Doch nun die Überraschung

Wie die Umfrage des Allensbacher Instituts zeigt, identifizieren sich viele Deutsche, die sich schon längst nicht mehr zum christlichen Glauben bekennen, mit der christlichen Tradition. Das erstaunt und wirft gleichzeitig ein Licht auf die Qualität der christlichen Werte. Insbesondere in Zeiten, in denen willkürliche Gewalt und moralische Sittenlosigkeit immer mehr in den Vordergrund treten.

 Wahre Christen sind eine Werte-Elite, von der alle Menschen in der Gesellschaft profitieren.

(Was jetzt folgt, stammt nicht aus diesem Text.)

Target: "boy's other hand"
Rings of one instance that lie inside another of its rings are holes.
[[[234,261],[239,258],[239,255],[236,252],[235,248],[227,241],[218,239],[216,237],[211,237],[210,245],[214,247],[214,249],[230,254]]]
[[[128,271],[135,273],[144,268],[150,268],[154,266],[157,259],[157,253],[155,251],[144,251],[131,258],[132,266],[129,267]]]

Darin zeigt sich aber auch die kulturelle Bindung der Bevölkerung an das Christentum. Immerhin vertritt eine große Mehrheit der Bevölkerung nach wie vor die Überzeugung, dass das Christentum eine bevorzugte Stellung in unseren europäischen Ländern einnehmen soll, weil es „zum Kern unserer Kultur gehört". Auf eine Gleichstellung der Religionen reagiert die Bevölkerung hingegen größtenteils ablehnend: Die kulturelle Verankerung im Christentum reicht also noch immer weit über die religiöse Bindung oder das offene Bekenntnis hinaus. Die Frage ist, wie lange noch. Denn wer die Verankerung im Glauben und damit seine Wurzeln verliert oder bereits verloren hat, wie soll der dem kontinuierlichen Ansturm antichristlicher Zeitströmungen auf Dauer standhalten? Gelingen kann das nur, wenn wir wieder zurückfinden zu unseren Wurzeln und zu unserem Glauben.

Christlicher Glaube – was ist das?

Dazu aber müssen wir mehr von unserem Glauben wissen. Denn es genügt leider nicht, sich als Katholik, Protestant oder als freikirchlicher Christ zu bekennen. Wir müssen auch wissen, was das im konkreten Alltag bedeutet. Wenn ein Christ zwar die Lehre der Bibel kennt, aber gleichzeitig seinen Bruder oder seine Schwester verleumdet, lügt und täuscht oder sich hinter der Fassade einer äußeren Frömmigkeit versteckt – was nützt ihm dann das Kennen der Bibel, wenn er sich nicht daran hält? Denn vor all dem warnt Gottes Wort ganz ausdrücklich. Gleiches gilt für viele Christen, die oftmals nicht mal mehr wissen, was in der Bibel steht. Sich zu einer Kirche zu zählen und gleichzeitig die fundamentalen Grundsätze des christlichen Glaubens nicht zu kennen, geschweige denn in seinem alltäglichen Leben zu praktizieren, ist schlicht und einfach Heuchelei. Davor warnt Jesus mit drastischen Worten. Wer die Worte Jesu an die Pharisäer liest, sollte erkennen, dass diese Warnungen auch uns gelten. Gerade in unserer Zeit ist es ja so einfach, sich hinter dem Zeitgeist zu verstecken und feige mitzuspielen, solange es nur alle anderen rings um uns her auch tun.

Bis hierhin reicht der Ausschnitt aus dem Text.